Para guru juga perlu dimotivasi supaya punya minat baca dan tidak hanya hebat memotivasi anak didik, tapi mereka sendiri perlu memotivasi diri untuk membaca buku dan mengupdate diri sampai kepada kekinian.
Sebenarnya melalui dinas pendidikan langkah menaikkan minat baca para guru bisa dibentuk. Katakan saja setiap guru tidak ada istilah ada kenaikan pangkat otomatis.
Hal yang penting adalah perlu ujian kompetensi guru. Dalam hal ini, dinas pendidikan dan kebudayaan perlu merencanakan standar kemampuan guru berupa program baca untuk para guru.
Para guru perlu membaca literatur yang wajib dibaca. Bagaimana tahu bahwa para guru itu rajin membaca? Ya pada momen ujian kompetensi itu, soal ujian  tentu saja datang dari buku-buku yang wajib dibaca oleh para guru.
Dengan cara itu, otomatis bahwa para guru mesti membaca buku-buku itu. Karena tanpa membaca literatur itu mustahil bisa lulus dalam ujian kompetensi.
Nah, ini hanya merupakan satu strategi supaya para guru juga punya minat baca buku. Soalnya terkesan, semakin ke desa, semakin jauh kehidupan para guru dengan kebiasaan membaca buku.
Pengalaman pertama belajar membaca buku pada tahun 1999-2000
Pada tahun 1999 ketika berada pada proses formasi khusus selama dua tahun, kami diwajibkan membaca 65 buku.
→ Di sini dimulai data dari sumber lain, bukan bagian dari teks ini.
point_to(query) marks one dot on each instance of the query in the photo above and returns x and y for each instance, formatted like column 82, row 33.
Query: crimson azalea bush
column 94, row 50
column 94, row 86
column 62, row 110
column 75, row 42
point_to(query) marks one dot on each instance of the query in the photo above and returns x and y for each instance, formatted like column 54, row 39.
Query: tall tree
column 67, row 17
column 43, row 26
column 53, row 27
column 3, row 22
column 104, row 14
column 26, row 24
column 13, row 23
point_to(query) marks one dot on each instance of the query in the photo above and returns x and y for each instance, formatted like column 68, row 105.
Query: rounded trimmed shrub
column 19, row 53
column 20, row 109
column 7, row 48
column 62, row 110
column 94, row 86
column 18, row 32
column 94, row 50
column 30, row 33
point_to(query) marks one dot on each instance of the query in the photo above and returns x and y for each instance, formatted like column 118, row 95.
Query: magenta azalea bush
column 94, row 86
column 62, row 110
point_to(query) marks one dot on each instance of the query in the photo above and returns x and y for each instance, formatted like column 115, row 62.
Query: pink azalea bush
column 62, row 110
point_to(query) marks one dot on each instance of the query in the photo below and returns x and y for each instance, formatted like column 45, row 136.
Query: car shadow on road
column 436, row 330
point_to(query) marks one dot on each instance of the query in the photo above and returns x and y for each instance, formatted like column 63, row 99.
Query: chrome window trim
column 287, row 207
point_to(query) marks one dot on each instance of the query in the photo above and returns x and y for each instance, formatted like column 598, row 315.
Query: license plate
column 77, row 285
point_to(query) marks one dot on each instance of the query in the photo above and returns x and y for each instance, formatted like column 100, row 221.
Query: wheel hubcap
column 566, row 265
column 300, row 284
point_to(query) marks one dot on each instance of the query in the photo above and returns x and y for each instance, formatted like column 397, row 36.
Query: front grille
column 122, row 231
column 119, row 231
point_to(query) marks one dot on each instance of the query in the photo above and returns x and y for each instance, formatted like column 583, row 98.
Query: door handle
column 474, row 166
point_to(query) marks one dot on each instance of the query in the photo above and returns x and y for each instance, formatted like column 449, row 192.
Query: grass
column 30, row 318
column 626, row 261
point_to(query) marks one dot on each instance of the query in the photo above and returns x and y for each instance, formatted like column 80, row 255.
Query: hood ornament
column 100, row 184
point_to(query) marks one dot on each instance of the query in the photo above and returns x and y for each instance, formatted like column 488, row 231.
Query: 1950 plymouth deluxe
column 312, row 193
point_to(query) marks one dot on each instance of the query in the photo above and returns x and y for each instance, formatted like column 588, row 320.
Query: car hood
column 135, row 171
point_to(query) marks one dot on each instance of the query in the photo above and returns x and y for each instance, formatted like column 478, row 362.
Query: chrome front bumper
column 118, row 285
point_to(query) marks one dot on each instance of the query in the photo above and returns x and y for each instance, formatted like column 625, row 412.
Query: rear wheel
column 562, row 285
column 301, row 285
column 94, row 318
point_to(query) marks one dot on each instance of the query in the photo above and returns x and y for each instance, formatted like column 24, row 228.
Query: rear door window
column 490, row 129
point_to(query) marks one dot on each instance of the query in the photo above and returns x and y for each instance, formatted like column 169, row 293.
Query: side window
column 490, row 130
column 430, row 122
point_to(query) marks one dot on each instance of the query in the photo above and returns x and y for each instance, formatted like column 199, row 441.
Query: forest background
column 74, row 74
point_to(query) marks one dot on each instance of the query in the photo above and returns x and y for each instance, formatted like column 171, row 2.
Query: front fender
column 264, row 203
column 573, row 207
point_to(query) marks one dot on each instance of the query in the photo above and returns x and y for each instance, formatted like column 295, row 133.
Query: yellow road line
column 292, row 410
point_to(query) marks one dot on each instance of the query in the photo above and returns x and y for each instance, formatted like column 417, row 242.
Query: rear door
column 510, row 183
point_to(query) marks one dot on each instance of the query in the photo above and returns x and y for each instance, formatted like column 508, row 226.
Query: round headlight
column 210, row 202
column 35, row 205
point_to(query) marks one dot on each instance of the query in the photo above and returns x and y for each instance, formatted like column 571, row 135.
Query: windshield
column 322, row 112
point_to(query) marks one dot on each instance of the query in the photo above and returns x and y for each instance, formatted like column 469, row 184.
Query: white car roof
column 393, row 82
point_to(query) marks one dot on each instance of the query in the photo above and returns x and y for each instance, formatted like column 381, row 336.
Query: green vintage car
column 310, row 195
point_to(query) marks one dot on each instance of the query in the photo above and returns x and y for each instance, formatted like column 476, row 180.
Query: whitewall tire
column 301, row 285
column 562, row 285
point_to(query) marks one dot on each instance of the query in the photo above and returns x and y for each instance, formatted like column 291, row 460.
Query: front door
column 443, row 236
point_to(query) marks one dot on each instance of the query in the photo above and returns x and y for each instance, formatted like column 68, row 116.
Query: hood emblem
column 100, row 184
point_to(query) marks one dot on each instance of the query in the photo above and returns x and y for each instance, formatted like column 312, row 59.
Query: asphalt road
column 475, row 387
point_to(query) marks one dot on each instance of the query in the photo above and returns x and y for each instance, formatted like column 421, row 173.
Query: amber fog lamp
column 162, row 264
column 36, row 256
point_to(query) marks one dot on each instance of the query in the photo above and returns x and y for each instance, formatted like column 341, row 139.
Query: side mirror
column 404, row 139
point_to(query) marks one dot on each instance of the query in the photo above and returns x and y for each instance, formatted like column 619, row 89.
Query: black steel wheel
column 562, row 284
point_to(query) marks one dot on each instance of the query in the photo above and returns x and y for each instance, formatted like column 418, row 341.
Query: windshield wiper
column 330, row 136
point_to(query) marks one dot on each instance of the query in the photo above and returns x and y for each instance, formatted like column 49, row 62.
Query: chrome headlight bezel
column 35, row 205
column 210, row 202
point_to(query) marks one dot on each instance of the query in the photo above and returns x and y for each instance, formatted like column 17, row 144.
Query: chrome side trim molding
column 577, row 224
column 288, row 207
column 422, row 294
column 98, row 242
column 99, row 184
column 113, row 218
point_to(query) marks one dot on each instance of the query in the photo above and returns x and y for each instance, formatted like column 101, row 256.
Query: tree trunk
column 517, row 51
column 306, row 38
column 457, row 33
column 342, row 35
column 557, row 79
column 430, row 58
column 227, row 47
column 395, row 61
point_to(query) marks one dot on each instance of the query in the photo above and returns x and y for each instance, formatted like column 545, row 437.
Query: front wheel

Pertama kali mendengar penegasan dari sang magister pada masa itu, jantung saya langsung berdebar.
Pasalnya, sejak SD sampai SMA, saya belum terbiasa membaca buku. Bagaimana saya bisa membaca 65 buku itu, ditambah dengan tuntutan lainnya bahwa selama dua tahun harus membaca Kitab Suci dari Kitab Kejadian sampai Kitab Wahyu.
Oleh karena tuntutan yang mau tidak mau harus dipenuhi supaya ada kelanjutan proses formasi ke jenjang yang lebih tinggi, maka dalam waktu dua tahun saya bisa menyelesaikan itu semua dengan baik.
Saya masih ingat, ada satu buku terjemahan yang sangat tebal hampir 1000 halaman yaitu buku Wajah Tersembunyi dari Santa Theresia dari Lisieux.